1991 Realignment No Longer Meets Many LAO Principles. Due to the various changes to 1991 realignment programs without corresponding changes to the funding structure, 1991 realignment today no longer meets many of the core principles of a successful state‑county fiscal partnership. Today, counties’ share of some program costs exceeds their ability to control those costs. In addition, overall realignment revenues are not sufficient to cover the costs of those programs over time. Lastly, the flow of funds in realignment is extremely complex and not flexible enough to allow counties to respond to changing needs and requirements. As a result, 1991 realignment likely is not achieving the desired benefits.

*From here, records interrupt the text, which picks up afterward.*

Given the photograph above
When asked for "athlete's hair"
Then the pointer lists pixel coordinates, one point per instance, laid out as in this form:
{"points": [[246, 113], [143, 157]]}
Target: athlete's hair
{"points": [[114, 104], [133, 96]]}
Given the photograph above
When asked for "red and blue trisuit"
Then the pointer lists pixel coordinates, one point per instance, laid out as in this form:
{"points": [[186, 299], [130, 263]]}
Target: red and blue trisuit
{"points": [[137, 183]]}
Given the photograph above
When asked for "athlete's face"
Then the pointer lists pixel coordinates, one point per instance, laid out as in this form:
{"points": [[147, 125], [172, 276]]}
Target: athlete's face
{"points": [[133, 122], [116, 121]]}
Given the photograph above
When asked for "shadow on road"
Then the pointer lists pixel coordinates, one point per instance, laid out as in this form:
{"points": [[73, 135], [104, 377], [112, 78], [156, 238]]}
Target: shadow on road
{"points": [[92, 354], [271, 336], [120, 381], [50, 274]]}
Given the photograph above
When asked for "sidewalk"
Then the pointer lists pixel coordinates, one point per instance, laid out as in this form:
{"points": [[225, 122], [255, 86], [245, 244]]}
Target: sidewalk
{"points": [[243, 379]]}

Options for Improving 1991 Realignment. There are a few ways to better align the fiscal structure of 1991 realignment to achieve the intended benefits. One set of options would change the cost sharing ratios between the state and counties to better align counties’ share of costs with their ability to control those costs. Specifically, the state could reduce counties’ share of IHSS costs and increase their share of cost for another program (like felony forensic court commitments). The second set of options would better align revenue and costs by changing the flow of realignment revenue and increasing funding to address revenue shortfalls. The third set of options outlines other improvements that could be made to 1991 realignment including applying lessons from other realignments, better tracking realignment revenues and costs, encouraging counties to maintain reserves, and carefully consider future program expansion.